- 1/2 cup raw almonds
- 1/3 cup pitted medjool dates, about 6
- 1 tbsp cocoa powder
- 3/4 tsp vanilla extract
- 1 tbsp Glow Flow Chefs Bliss Cacao Blend
- 1/8 tsp peppermint extract
- 1 tbsp coconut oil
- 1 tbsp mini white chocolate chips (can use dark chocolate)
- 1/2 tsp sea salt
- 1/2 cup crushed peppermint
- Add the almonds to a food processor and process until broken down into very small pieces.

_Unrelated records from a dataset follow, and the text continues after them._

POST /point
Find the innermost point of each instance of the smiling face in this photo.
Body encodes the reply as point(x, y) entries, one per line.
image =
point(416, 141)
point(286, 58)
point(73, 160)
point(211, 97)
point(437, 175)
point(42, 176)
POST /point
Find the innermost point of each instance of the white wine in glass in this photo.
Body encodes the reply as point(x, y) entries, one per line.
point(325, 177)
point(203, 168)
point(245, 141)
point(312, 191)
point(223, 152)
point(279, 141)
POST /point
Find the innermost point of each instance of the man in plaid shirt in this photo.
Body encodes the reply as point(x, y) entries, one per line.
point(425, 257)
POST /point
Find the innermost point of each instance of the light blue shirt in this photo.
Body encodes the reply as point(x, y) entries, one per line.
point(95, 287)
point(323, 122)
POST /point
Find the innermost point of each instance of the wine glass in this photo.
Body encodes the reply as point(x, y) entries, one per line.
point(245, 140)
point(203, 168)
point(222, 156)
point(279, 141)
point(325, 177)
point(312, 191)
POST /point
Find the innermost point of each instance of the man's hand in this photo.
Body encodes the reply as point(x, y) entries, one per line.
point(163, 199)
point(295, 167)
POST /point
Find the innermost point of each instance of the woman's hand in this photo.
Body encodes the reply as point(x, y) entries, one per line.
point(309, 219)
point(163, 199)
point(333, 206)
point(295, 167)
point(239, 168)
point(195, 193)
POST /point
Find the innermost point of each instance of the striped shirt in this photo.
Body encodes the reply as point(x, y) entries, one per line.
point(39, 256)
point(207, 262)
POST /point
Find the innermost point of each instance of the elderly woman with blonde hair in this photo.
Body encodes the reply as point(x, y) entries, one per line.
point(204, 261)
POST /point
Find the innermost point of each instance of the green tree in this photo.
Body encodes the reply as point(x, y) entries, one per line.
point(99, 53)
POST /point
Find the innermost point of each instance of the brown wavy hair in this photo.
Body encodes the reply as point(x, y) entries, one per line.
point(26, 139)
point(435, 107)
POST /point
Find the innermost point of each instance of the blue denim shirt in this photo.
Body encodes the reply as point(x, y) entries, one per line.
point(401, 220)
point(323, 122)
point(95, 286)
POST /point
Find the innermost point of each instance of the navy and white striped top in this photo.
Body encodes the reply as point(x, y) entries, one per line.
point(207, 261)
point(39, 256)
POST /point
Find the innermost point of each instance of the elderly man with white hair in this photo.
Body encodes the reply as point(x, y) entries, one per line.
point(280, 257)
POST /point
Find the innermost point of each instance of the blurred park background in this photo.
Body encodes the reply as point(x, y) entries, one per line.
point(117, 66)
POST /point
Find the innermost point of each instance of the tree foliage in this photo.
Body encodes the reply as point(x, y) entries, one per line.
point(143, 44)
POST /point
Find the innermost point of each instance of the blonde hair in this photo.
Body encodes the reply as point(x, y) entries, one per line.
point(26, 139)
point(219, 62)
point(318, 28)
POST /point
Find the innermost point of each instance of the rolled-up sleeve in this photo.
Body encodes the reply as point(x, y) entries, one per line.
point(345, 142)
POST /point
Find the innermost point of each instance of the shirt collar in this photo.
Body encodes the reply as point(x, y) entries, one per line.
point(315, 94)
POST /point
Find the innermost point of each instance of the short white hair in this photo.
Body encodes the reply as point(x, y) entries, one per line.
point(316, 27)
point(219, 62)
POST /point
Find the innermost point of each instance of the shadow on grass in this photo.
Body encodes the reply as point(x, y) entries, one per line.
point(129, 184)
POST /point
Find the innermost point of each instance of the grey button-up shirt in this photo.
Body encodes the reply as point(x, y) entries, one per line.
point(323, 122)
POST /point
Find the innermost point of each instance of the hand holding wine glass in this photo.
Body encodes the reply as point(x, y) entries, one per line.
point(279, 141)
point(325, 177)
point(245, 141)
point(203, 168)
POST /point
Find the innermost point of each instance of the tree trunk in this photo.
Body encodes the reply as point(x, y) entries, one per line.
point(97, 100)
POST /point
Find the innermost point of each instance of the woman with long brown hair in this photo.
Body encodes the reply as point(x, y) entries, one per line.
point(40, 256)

- Add the dates and blend well.
- Add the Glow Flow Chefs cacao blend, vanilla extract. peppermint extract, and coconut oil, and sea salt. Blend for several minutes until it begins to combine. If the mixture is dense and not moving well, add a couple of drops of water.
- Add the chocolate chips and pulse a few final times to combine well. Make sure not to completely process the chocolate.
- Take a small spoonful of the mixture in your hand and roll it into a ball. The coconut oil may make this messy - be forewarned! You may have to do more pushing together than actual rolling of the balls. While the balls are still warm roll them into the peppermint crumbles.
- Allow the finished balls to set in the fridge for 30 minutes or so to solidify. Enjoy!